印刷ジャーナル 2007年6月15日号掲載

 2005年2月、京都議定書が発効となった。
 地球温暖化の原因とされる温室効果ガスの一種、二酸化炭素、メタン、亜酸化窒素、HFCS、PFCS、六フッ化硫黄を、先進国において削減していこうというもので、削減率は1990年を基準として国別に定め、共に一定期間内に目標の達成を目指す国際的な約束事である。
 具体的には2008年から2012年の間に日本はマイナス6%、アメリカ7%、EUが8%の削減率を設定している。因みに日本でも温暖化の影響が出始め、高山植物の成長を妨げ、平地で育つ松の木が繁殖している実例が報じられてもいる。
 本格的に国際社会で地球環境問題が議論されたのは1972年にスウェーデンの環境会議にはじまったとされ、その後モントリオール議定書が採択された1987年のオゾン層破壊物質の全廃に向けた目標設定で国際協約の流れができ、地球規模の環境保全への国際対応が加速した。その後1992年のリオデジャネイロでの地球環境サミットを経て地球温暖化に対して国際的枠組みが京都議定書に至った。そして2年が経過した。
 地球レベルの環境問題としてはオゾン層の破壊、地球温暖化、砂漠化、海洋汚染、天然資源の枯渇化他、多くがある。18世紀の産業革命から世界人口は増えつづけ、伴い世界のエネルギー消費量も増え続けて環境問題となって国際対応が叫ばれるに至っている。
 国内では1968年の「公害対策基本法」が制定され、続いて1993年(平成5年)に「環境基本法(平成18年改正)」に。現在では2003年制定の「循環型社会形成基本法」という枠組みで人や産業の対応が求められている。大気汚染対策、水質汚濁対策、騒音/振動対策、悪臭対策、廃棄物対策、省エネ対策、資源対策、リサイクル対策、化学物質対策、労働安全衛生法対応、消防法対応など印刷産業の関連法は様々で、自然環境のバランスを保つことが求められている。

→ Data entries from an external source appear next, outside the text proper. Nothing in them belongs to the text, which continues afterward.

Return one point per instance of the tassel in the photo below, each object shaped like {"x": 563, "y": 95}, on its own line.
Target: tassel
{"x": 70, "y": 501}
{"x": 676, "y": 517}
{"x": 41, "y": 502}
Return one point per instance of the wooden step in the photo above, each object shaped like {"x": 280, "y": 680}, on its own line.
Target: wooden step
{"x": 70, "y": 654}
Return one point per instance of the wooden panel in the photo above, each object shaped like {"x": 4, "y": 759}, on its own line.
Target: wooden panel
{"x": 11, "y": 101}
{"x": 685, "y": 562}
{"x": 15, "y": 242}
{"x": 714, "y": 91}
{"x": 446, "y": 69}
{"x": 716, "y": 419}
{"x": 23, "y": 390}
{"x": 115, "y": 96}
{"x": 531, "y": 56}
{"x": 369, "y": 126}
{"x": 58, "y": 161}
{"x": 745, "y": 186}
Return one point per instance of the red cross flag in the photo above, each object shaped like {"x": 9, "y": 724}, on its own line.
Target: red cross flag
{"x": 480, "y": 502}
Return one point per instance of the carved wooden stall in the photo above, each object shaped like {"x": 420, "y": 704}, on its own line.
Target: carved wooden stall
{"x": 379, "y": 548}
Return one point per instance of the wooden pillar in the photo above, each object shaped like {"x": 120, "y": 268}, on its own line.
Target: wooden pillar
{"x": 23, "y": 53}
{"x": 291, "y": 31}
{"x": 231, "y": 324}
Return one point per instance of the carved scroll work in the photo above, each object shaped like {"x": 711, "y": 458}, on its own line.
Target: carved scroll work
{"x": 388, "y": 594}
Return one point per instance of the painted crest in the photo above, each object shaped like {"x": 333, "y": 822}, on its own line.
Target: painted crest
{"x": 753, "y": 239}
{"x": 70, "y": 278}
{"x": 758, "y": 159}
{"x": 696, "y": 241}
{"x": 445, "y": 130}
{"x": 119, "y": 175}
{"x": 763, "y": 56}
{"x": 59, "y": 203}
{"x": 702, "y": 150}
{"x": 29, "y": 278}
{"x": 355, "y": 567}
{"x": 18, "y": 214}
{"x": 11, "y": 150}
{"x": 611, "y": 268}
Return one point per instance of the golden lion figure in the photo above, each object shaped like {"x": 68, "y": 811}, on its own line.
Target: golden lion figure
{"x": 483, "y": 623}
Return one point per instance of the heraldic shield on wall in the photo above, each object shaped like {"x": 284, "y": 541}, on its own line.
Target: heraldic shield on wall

 これらの中でも2006年4月、「大気汚染防止法」が改正され、VOC(揮発性有機化合物)の排出抑制制度が改正された。このVOCは人体の健康面への影響が懸念されるもので、わが国の産業界においてVOCの発生源として印刷産業は13%を占め、43%の塗装業界に続くものとなっており、印刷産業の環境対策として問題化されている一つである。全体で2010年の削減目標は30%が設定されている。
 「環境問題はいまや政治問題ではなく、モラルの問題」と、京都議定書の議決に関わったアル・ゴア元アメリカ副大統領は述べており、つまり人や産業、企業の責任ということになってきたということである。
 こうした様々な関連法に沿って印刷産業界では、業界単位での自主規制の制定や個別企業においても環境負荷低減に向けての取組みや製品開発が積極的に行なわれており、今や産業界や企業の価値は環境対応にも大きく覆いかぶさってきて、利益確保に法令遵守が加わり、企業として総じた社会貢献が基準となっているともいえる。
 しかしながら法は多岐にわたり、一企業での把握や対応は困難な面もあることから、社団法人日本印刷産業連合会では、印刷産業における「環境関連法規集」を刊行して周知を図っており、また、同連合会をはじめ印刷関連各団体でも素材や生産加工面での対応に自主的な取組みを積極的に推進している現状である。
 今後の企業活動に不可欠な環境対応。そこで弊紙では「印刷産業と環境対策」と題して、団体の取組みや企業の取組み、環境対応製品などをシリーズで総括していく。